Un temps pour tout et pour chaque chose

Certes, il est nécessaire d’annoncer l’Évangile, par et dans toute notre vie, à temps et contre-temps, mais pas à n’importe quel prix. Il est indispensable de comprendre qu’il y a véritablement un temps pour tout, sinon, oui, nous risquons d’être perdus. Pour autant, se reposer, ce n’est pas ne rien faire, c’est ralentir, faire autre chose tout en restant vigilant au monde qui nous entoure. Tel Jésus qui est réveillé avec vigueur par ses disciples, pour agir, car ils sont perdus face à la tornade qui se lève. Mais souvenons-nous également que nous ne sommes pas Dieu. Nous avons à continuer d’agir, mais dans la limite de nos forces. Ne les surestimons pas, ce serait de l’orgueil. Demandons plutôt le soutien fraternel de ceux qui nous entourent. Parfois, le tentateur, celui qui nous pousse à la désespérance, vient exacerber nos tentations de nous prendre pour Dieu. C’est une manière de nuire à l’œuvre de Dieu, car agir avec déraison, dans la précipitation et dans la désolation, n’est jamais bonne conseillère. En toutes choses, le temps est un allié pour bâtir le Royaume.
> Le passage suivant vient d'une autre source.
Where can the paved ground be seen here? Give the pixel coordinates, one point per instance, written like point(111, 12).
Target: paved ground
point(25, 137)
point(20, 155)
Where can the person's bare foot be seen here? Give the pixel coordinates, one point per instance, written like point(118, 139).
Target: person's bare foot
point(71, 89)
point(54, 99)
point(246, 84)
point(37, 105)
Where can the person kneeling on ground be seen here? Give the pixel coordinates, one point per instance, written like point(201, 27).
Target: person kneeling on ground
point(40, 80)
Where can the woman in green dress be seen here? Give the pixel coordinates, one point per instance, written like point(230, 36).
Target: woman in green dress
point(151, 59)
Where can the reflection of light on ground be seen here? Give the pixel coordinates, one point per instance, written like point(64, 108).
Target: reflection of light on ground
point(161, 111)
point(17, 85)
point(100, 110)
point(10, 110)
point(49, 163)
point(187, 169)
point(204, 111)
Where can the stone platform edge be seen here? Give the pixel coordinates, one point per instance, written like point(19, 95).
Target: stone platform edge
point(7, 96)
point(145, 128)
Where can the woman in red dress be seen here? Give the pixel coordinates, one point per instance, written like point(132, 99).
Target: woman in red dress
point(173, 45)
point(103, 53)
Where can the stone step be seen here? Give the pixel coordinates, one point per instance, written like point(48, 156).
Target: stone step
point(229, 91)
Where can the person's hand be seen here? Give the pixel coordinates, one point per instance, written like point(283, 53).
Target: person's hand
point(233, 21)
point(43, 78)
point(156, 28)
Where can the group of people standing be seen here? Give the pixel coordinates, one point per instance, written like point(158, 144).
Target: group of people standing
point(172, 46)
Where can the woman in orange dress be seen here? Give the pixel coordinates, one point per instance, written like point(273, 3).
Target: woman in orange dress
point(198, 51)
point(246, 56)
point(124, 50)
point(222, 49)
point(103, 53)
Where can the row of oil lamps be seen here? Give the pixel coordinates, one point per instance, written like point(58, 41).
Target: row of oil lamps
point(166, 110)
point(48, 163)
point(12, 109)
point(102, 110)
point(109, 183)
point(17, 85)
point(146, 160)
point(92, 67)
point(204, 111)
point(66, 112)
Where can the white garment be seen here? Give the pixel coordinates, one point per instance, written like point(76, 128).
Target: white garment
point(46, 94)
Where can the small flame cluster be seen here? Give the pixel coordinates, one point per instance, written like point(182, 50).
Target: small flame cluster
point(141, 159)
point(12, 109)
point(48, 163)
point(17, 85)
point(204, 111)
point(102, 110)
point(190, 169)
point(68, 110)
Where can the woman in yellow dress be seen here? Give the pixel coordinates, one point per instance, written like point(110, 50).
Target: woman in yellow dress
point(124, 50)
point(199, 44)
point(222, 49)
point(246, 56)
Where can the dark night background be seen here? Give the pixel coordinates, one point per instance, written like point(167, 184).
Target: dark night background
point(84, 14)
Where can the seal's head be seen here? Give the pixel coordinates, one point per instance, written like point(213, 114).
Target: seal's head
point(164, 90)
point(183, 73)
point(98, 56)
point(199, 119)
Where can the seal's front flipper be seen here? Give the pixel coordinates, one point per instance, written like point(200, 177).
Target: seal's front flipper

Voir toute chose nouvelle en Christ

Cette manière de comprendre l’action peut nous aider à voir toute chose nouvelle en Christ. C’est-à-dire que nous avons à demander la grâce de nous tremper dans cet amour que Dieu nous porte de manière inconditionnelle. C’est ce que Paul vient nous faire saisir dans la seconde lecture. Sans cette conscience que l’Amour de Dieu nous précède et nous saisit, notre foi et notre action seraient vaines. Parfois, nos contemporains nous affligent, nous sommes perdus face à leurs comportements et avons envie de fuir, comme envahis par une sensation de supériorité. Il nous faut alors faire mémoire de l’hymne aux Philippiens ou bien encore de celui des Corinthiens, bien connus. C’est donc bien l’Amour de Dieu qui est le moteur premier de la Création. C’est Lui qui nous protège de la désespérance, de tout ce qui peut nous éloigner de Dieu et donc de nos frères et sœurs. Lorsque nous nous approchons de la Table de la Parole, nous écoutons Dieu nous faire sa déclaration d’amour au fil de l’histoire de sa révélation. Elle nous conduit, également, au cours de la consécration eucharistique, à nous laisser imprégner, habiter par l’Amour de Dieu.

Ainsi, célébrer la messe ce n’est donc pas un acte de piété, une obligation que nous remplirions comme pour être en règle. Il s’agit davantage de « devenir ce que nous recevons », d’être en capacité de transmettre l’Amour de Dieu au cœur de ce monde, en chair et en actes.